By the end of this chapter, students will be able to:
Conduct a ( \chi^2 ) goodness-of-fit test to compare frequency data to a probability model stated by a null hypothesis, which includes:
Proportional models
Discrete probability models (Poisson)
Understand the implications of a Poisson distribution.
State the assumptions that underlie a ( \chi^2 ) goodness-of-fit test.
The ( \chi^2 ) goodness-of-fit test is a statistical method used to compare observed counts from categorical or discrete frequency data to the counts that would be expected if a specific probability distribution were true. This test helps determine if the observed data significantly deviates from what was expected under the null hypothesis.
For a ( \chi^2 ) test, the following hypotheses apply:
Null Hypothesis (( H_0 )): The data come from a specified probability distribution.
Alternative Hypothesis (( H_A )): The data do not come from that distribution.
The test statistic for the ( \chi^2 ) test is calculated as: [ \chi^2 = \sum \frac{(O_i - E_i)^2}{E_i} ]where:
( O_i ) = Observed frequency
( E_i ) = Expected frequency.

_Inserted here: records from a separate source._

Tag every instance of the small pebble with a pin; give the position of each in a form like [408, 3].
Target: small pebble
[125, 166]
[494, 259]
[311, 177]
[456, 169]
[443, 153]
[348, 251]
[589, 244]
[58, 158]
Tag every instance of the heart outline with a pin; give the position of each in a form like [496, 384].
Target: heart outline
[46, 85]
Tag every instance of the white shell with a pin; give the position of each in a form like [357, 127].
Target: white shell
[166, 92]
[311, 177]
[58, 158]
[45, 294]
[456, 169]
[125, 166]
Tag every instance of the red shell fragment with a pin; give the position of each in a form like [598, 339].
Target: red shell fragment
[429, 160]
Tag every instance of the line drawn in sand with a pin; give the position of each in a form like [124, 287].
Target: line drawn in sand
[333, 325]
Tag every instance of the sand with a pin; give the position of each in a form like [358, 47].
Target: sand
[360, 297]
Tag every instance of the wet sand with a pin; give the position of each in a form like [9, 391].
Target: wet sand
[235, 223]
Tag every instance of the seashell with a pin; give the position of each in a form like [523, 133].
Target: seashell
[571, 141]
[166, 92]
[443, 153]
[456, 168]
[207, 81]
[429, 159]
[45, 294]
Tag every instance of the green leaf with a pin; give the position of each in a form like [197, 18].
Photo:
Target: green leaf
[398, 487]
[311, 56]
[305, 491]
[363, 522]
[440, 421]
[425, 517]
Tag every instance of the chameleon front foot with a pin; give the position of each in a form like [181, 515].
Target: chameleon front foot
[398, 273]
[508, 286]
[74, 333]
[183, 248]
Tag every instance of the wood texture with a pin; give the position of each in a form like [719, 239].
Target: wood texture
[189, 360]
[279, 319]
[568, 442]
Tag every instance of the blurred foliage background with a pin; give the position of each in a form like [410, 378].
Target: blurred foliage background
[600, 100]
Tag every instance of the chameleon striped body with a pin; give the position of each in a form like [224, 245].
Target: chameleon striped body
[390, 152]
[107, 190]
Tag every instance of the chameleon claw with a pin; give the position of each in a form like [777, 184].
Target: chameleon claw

This formula sums the squared differences between observed and expected frequencies, weighted by the expected frequencies, across all categories.
A practical application of the ( \chi^2 ) goodness-of-fit test is illustrated by analyzing the birth months of NHL players:
Data: A total of 970 NHL players was surveyed, with the following breakdown by month:
January: 86
February: 99
March: 103
April: 90
May: 102
June: 68
July: 100
August: 64
September: 61
October: 77
November: 57
December: 63
Null Hypothesis (( H_0 )): The probability of an NHL birth occurring in any month is equal to national proportions of birth months.
Alternative Hypothesis (( H_A )): The probability of an NHL birth in any month is not equal to national proportions.
The expected frequencies for each month are calculated by multiplying the total number of NHL players by the national proportion of births for each month. For example:
January: 86 observed, expected = 78.57
February: 99 observed, expected = 74.69
... and so on for each month, with the totals aligning to 970.
Following the computation of expected values, the ( \chi^2 ) statistic is determined for each month:
E.g., January: [ \chi^2_{Jan} = \frac{(86 - 78.57)^2}{78.57} = 0.7026 ]
The final test statistic ( \chi^2 ) is the sum of all calculated ( \chi^2 ) values per month, resulting in a total of 36.5.
The degrees of freedom for a ( \chi^2 ) test can be calculated using the formula: [ df = k - p - 1 ] where:
( k ) = number of categories
( p ) = number of parameters estimated from the data. In the context of the NHL data, the degrees of freedom would equal 12 - 1 = 11.
The critical value for the ( \chi^2 ) statistic can be determined from distribution tables. If the calculated test statistic exceeds this critical value at a specified significance level (e.g., ( \alpha = 0.05 )), we reject the null hypothesis. In this case, results indicated ( P < 0.05 ) leading to the conclusion that NHL players are not born in the same proportions per month as the general population.
Types of Variables: Single categorical or discrete numerical variable.
Null Hypothesis: Data conforms to a specified distribution.
Test Statistic: ( \chi^2 )
Degrees of Freedom: Calculated based on categories and parameters estimated.
Assumptions: Ensure no more than 20% of categories have expected counts less than 5, and none is less than or equal to 1.
The Poisson distribution models the probability of a given number of events occurring within a fixed period or space, assuming independence among events and equal likelihood of occurrences. It is characterized by the mean rate (( \mu )) of events, serving as a central parameter.
Chapter 8 presents essential methods for conducting ( \chi^2 ) goodness-of-fit tests and understanding their practical implications through real-world examples such as NHL birth months and events modeled by the Poisson distribution.